Youth urged to share faith, love God and neighbor

Categories: Around the Diocese

What defines success?” musician John Angotti asked the approximately 500 youth gathered in a gym at St. John’s University in Collegeville. “Is success defined by what’s in your bank account, or is success defined by how you love?”

Society’s answer too often is that money is more important people, that you have to act a certain way or look a way to be loved, he said.

“It’s a lie.”

The self-described “music missionary,” from Memphis, Tenn., was the keynote speaker at the St. Cloud Diocese’s annual Senior High Youth Rally Oct. 26.


Youth prayed with DJ Bill Lage, the event’s emcee, at the start of the St. Cloud Diocesan Senior High Youth Rally Oct. 26 at St. John’s University. Photos by Dianne Towalski

Through word, music and his own personal testimony, Angotti delivered a message to the youth that God loves them, that it’s important to see the world through a Gospel lens and share their faith with others, and that they need to recognize Christ in the people they encounter every day.

Just before Mass in the Abbey Church with Bishop Donald Kettler, Angotti told the youth: “The transformative part of the Mass … is at consumption, when all of a sudden Christ present in the sacrament is now Christ present in me. And, I need to be different. I need to be changed. … At the end of Mass we’re sent out — sent back out on this mission of love together as one people.”

During his homily, Bishop Kettler shared a similar message with a reflection on the Gospel account of the Pharisee who asked Jesus which commandment in the law is the greatest.

“Jesus tells us today that his most important directive, his main commandment, is to love God as much as possible and love our neighbors like we want others to love us,” the bishop said.

“Loving our neighbor does not mean only doing good things for them,” he added. “It also means caring that they, too, will someday get to heaven. It means helping them to get to know Jesus by our loving and caring for them.”


Youth sang along with “music missionary” John Angotti, the event’s keynote speaker. Photos by Dianne Towalski

  He told a story about a man who once asked his goddaugh-ter which doll in her collection was her favorite. The girl went into her room and returned with the most tattered doll he had ever seen — its hair was missing, the nose was broken off and an arm was cracked.

The man said to her: “Why do you love this one the most?” The little girl replied: “Because she needs it most. If I didn’t love her, nobody would.”

“That should be how we keep the commandment to love God and to love our neighbor as ourselves,” Bishop Kettler said.

The youth contributed $856 during the collection at Mass for the Child Survival Project, which seeks to improve the lives of young people in the Diocese of Homa Bay, Kenya, whose families are affected by HIV/AIDS.

Asking questions


Theresa Liebsch, left, and Carolyn Dinkel from St. Mary of Mount Carmel Parish in Long Prairie participated in an icebreaker activity during the rally. Photos by Dianne Towalski

The rally included a challenge talk by the Diocesan Youth Council, performance by the JP II Players, recreation opportunities, exhibitors and a dance. It also featured a question-and-answer session with Bishop Kettler, Angotti, Benedictine Abbot John Klassen of St. John’s Abbey and Benedictine Sister Michaela Hedican, the prioress of St. Benedict’s Monastery in St. Joseph.

The questions from youth — some of which were submit-ted via the rally’s Twitter hashtag, #STCrally2014 — covered a wide range of topics from “When did you decide to become a priest, or sister or music missionary?” and “What do you do for fun?” to “What is your favorite type of prayer form?” and “What is your favorite Bible verse?” (Bishop Kettler cited three consecutive stories in chapter 15 of Luke’s Gospel that emphasize God’s care and forgiveness: the parables of the lost sheep, the lost coin and the prodigal son).
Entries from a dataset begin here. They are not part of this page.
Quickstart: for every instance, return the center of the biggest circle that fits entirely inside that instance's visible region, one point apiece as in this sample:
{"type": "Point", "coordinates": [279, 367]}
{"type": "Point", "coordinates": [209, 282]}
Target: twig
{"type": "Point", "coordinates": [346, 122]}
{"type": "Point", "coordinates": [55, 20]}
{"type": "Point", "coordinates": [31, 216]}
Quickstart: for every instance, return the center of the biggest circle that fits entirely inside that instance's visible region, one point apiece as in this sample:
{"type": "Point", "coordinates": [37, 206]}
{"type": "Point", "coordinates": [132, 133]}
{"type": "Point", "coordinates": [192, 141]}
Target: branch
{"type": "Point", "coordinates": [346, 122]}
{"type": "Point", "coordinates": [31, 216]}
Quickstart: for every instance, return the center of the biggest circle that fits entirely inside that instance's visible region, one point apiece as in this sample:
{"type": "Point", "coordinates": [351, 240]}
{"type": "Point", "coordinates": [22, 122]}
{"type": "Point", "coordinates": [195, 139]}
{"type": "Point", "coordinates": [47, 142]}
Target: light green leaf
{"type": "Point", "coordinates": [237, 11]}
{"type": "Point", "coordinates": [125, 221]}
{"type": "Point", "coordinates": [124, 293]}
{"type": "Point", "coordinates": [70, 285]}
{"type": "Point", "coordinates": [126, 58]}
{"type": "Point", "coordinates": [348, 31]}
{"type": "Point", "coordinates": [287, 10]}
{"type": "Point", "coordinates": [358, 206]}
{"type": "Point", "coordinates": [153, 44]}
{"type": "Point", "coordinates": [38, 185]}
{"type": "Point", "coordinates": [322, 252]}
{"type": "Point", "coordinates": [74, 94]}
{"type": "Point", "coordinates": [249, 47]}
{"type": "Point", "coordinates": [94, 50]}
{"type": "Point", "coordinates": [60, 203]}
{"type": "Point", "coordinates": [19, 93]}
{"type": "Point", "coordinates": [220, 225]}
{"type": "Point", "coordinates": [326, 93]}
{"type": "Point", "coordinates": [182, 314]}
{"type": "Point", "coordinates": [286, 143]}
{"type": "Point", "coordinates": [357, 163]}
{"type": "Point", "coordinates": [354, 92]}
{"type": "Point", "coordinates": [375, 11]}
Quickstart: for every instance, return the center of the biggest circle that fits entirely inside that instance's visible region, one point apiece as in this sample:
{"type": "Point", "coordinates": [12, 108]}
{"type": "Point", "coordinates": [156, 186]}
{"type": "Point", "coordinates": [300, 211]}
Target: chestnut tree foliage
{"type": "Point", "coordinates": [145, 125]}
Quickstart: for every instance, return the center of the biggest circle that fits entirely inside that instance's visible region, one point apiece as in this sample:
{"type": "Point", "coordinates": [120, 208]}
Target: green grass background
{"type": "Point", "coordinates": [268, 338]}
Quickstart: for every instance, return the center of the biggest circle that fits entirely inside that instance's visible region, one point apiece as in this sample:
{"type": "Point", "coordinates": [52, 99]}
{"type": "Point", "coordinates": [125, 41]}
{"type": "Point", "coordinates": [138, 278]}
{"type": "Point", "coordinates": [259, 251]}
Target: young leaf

Two individuals at the rally received awards. Sam Manning of Christ Our Light Parish in Princeton and Zimmerman received the St. Timothy Award, the highest recognition from the National Federation for Catholic Youth Ministry that a di-ocese can give to a youth. Melissa Fox of St. Marcus Parish in Clear Lake received the Companions on the Journey Award, the highest honor from the NFCYM that a diocese can award to an adult. (See stories on the St. Timothy Award and Companions on the Journey)

The next Senior High Youth Rally is set for Oct. 25, 2015, with keynoter Steve Angrisano.